In a similar way as for the request forms, we surveyed laboratory- and pulmonologists’ opinions regarding reporting. Both groups agree that the clinical interpretation is a critical element on the report. It might surprise pathologists, but pulmonologists also want to know the percentage of neoplastic cells, although this is a rather technical aspect. It must be noted that the genotyping result is not read by all, which emphasizes that the clinical interpretation must be certainly correct.
Based on these study results, proposed templates for requesting and reporting are shown in Additional file 3 and 4.

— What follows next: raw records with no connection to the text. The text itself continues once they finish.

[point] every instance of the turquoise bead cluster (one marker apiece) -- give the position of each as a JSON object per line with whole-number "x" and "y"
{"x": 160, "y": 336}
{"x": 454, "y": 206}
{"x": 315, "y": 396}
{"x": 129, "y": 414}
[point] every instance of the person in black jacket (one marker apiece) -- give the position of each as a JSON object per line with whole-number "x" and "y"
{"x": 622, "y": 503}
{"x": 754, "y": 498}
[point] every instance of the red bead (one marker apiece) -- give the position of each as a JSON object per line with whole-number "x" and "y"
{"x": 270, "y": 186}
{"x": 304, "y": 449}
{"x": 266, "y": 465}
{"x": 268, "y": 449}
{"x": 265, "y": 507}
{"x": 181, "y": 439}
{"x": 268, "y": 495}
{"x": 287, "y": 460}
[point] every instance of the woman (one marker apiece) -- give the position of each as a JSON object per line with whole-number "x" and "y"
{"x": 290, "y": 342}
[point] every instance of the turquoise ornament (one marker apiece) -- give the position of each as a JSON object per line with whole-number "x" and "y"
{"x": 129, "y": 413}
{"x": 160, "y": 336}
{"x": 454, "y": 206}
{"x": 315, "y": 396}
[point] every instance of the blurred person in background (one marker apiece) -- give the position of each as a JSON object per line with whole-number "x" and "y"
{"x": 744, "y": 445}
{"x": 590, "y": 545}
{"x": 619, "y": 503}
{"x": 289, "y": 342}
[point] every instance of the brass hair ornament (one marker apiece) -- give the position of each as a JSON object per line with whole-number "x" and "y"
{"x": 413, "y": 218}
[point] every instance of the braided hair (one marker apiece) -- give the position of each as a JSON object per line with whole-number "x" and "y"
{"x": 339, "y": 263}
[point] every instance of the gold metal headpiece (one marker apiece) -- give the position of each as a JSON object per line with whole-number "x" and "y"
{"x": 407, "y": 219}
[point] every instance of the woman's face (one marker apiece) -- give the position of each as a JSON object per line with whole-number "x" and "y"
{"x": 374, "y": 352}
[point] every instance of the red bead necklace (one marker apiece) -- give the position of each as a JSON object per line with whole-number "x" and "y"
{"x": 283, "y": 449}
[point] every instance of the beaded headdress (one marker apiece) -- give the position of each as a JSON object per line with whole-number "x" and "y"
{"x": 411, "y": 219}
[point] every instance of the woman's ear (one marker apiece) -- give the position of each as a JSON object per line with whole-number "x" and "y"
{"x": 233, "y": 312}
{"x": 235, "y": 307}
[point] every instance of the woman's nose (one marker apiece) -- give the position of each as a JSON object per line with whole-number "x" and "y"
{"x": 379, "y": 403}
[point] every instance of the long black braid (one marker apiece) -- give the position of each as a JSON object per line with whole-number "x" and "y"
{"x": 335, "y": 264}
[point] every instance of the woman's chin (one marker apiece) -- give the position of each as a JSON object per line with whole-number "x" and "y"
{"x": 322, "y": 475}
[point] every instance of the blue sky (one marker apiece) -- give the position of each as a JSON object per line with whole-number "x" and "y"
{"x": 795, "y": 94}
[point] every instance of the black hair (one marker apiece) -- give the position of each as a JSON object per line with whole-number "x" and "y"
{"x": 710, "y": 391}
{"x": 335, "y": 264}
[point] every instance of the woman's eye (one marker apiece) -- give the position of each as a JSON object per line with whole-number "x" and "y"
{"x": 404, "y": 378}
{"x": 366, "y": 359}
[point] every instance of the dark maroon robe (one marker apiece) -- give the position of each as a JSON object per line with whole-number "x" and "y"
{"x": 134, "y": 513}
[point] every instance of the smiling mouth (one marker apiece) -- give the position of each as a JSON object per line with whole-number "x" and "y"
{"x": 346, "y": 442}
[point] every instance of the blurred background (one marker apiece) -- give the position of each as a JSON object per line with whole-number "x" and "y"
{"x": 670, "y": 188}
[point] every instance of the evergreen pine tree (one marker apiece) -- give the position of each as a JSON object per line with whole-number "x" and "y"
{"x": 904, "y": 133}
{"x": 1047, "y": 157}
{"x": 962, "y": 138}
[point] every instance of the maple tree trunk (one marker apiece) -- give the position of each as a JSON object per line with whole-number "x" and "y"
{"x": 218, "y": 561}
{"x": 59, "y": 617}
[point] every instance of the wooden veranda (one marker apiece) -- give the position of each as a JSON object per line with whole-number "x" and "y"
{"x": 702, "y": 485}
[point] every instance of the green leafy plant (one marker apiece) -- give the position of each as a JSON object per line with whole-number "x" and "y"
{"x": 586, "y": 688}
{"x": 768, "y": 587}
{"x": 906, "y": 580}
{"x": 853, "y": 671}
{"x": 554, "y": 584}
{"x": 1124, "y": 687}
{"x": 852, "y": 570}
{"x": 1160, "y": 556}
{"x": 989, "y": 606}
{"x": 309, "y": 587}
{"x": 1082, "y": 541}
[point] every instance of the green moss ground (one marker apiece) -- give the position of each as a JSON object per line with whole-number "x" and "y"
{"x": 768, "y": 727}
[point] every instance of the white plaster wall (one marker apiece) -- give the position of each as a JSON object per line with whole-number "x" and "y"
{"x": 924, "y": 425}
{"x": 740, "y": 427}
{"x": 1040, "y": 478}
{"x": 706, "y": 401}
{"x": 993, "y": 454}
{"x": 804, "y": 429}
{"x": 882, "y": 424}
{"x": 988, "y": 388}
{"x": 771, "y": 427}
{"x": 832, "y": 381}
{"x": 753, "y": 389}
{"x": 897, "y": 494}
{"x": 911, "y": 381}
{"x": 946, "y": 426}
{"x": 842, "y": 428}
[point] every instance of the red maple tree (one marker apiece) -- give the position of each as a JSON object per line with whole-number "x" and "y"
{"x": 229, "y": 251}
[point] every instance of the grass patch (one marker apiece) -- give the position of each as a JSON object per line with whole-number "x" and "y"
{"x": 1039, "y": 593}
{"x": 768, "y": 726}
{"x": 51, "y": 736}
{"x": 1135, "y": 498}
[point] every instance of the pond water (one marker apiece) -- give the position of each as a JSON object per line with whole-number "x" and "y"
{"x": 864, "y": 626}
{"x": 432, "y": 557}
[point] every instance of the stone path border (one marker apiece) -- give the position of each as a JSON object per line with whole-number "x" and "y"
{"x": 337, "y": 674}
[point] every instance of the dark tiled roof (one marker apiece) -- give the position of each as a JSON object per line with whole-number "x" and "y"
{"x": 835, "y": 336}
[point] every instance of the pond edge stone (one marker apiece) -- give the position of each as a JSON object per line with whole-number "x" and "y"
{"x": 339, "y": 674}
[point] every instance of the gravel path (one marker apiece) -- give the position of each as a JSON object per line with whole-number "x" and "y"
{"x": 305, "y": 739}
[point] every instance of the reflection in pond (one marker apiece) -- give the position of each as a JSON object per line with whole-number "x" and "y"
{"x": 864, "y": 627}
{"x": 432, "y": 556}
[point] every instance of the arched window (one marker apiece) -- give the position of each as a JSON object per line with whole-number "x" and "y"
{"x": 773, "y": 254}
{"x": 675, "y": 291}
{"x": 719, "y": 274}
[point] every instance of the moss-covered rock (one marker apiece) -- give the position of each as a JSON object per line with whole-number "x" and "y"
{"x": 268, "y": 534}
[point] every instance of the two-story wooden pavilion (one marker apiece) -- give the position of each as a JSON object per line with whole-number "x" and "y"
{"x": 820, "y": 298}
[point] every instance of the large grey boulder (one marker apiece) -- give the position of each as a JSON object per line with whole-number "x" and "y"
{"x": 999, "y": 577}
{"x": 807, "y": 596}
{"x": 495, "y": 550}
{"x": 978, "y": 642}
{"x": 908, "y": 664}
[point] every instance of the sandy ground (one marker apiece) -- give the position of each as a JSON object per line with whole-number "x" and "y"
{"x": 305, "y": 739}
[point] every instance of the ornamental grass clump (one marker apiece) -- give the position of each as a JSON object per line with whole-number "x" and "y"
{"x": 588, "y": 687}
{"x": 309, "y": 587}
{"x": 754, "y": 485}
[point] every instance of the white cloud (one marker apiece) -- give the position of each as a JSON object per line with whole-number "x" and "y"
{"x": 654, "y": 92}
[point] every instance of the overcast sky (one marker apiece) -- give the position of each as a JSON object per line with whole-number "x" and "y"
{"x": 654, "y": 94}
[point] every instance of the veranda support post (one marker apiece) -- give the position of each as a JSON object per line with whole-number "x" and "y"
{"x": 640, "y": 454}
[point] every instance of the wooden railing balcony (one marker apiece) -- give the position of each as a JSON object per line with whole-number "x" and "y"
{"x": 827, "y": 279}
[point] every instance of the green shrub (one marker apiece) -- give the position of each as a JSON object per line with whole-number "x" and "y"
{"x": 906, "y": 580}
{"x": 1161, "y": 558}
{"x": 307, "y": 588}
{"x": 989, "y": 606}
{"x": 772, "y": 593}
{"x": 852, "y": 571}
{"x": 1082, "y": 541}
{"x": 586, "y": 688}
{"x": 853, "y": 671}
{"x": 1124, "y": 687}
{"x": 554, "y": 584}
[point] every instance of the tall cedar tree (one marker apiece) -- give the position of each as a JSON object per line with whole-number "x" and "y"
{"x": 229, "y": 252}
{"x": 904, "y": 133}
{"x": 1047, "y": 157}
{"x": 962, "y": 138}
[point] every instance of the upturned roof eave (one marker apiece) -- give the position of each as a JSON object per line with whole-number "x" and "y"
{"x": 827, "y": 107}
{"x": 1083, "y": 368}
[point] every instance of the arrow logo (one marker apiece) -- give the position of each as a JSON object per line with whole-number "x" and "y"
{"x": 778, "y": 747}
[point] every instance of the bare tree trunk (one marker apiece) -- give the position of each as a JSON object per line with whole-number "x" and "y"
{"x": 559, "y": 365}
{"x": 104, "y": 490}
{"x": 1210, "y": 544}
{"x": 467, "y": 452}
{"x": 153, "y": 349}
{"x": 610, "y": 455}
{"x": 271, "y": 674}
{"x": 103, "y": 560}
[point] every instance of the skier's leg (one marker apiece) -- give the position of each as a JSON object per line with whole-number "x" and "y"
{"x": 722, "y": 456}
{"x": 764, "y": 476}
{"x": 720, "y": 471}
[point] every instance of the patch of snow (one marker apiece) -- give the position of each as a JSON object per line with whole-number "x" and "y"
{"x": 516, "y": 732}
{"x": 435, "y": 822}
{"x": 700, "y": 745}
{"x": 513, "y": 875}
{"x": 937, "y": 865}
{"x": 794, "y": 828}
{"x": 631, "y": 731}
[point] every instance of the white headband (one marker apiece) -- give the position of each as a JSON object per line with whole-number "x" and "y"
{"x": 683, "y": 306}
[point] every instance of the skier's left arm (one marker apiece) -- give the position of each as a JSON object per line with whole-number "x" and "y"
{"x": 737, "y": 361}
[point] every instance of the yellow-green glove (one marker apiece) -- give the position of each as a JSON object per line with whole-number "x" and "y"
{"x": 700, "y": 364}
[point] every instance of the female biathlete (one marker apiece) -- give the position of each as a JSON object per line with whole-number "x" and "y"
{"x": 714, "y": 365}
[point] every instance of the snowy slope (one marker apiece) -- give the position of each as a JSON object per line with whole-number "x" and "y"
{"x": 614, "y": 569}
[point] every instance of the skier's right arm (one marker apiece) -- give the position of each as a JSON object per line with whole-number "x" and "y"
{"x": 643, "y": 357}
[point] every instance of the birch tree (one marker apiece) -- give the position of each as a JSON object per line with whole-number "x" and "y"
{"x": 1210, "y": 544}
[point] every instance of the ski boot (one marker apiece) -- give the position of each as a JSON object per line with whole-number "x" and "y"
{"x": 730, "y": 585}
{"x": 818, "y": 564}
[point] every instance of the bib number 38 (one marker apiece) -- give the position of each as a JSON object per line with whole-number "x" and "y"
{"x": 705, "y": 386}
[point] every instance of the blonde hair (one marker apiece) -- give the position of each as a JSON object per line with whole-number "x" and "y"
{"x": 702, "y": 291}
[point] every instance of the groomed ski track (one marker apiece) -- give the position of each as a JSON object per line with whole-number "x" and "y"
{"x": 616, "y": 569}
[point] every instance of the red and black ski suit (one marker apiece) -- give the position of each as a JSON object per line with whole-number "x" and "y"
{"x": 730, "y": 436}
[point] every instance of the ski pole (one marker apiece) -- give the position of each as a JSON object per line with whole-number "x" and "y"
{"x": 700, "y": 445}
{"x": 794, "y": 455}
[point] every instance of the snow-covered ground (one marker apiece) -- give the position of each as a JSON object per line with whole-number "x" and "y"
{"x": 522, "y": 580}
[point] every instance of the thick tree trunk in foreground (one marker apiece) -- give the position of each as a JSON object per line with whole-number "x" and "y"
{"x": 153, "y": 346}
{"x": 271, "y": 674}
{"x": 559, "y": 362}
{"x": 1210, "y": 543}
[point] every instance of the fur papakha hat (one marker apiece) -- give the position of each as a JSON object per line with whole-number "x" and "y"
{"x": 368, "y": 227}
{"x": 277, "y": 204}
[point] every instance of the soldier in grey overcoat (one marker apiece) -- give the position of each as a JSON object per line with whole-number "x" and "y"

3. Relation between interpretations and request form
One of the aims of the study was to determine whether the question asked on the request form was fully answered in the report in 4 Belgium laboratories. Reports were studied for various clinical situations that are representative for NSCLC testing for tissue and liquid biopsies (Table 4) (26, 31). It was checked whether a clinical interpretation was given and whether this was written in a ‘general’ or ‘direct’ way. By general is meant, for example: “in general, patients with an activating mutation in the EGFR gene show response to 1st and 2nd generation anti-EGFR TKIs”, whereas ‘direct’ can be rather “this patient will respond to gefitinib”. The majority of laboratories gave a general interpretation. No guidelines regarding general interpretations exist, but this is recommended by several external quality assessment providers such as the European Society of Pathology. For ALK-, ROS1- and PD-L1 positive results, the reason for testing was not always reflected. For certain cases the request form only stated “EGFR?”. The laboratories claimed that they know the oncologist meant “test all relevant biomarkers for NSCLC”, among which ALK, ROS1 and PD-L1. For EGFR plasma testing at initial diagnosis, it was unclear in two laboratories whether progression occurred and therefore both interpretations for first- and second-line therapy were given. Especially in the interpretations for EGFR-positive cases (at initial diagnosis and after progression) different lines of therapy were considered. This makes sense in view of treatment with osimertinib which can be prescribed when the patient has a resistant mutation such as the p.(Thr790Met) variant (26). Note that at the time the study was conducted, osimertinib was not yet approved for first-line treatment. Whether the test result should be discussed in a molecular tumor board is not mentioned on any report. In Belgium, the implementation of molecular tumor boards is still under development. This may be because multidisciplinary oncological consults per cancer type are already mandatory for each patient before therapy can be reimbursed and the need for an additional tumor board, during which only rare gene variants are discussed, therefore seems less important (13, 32).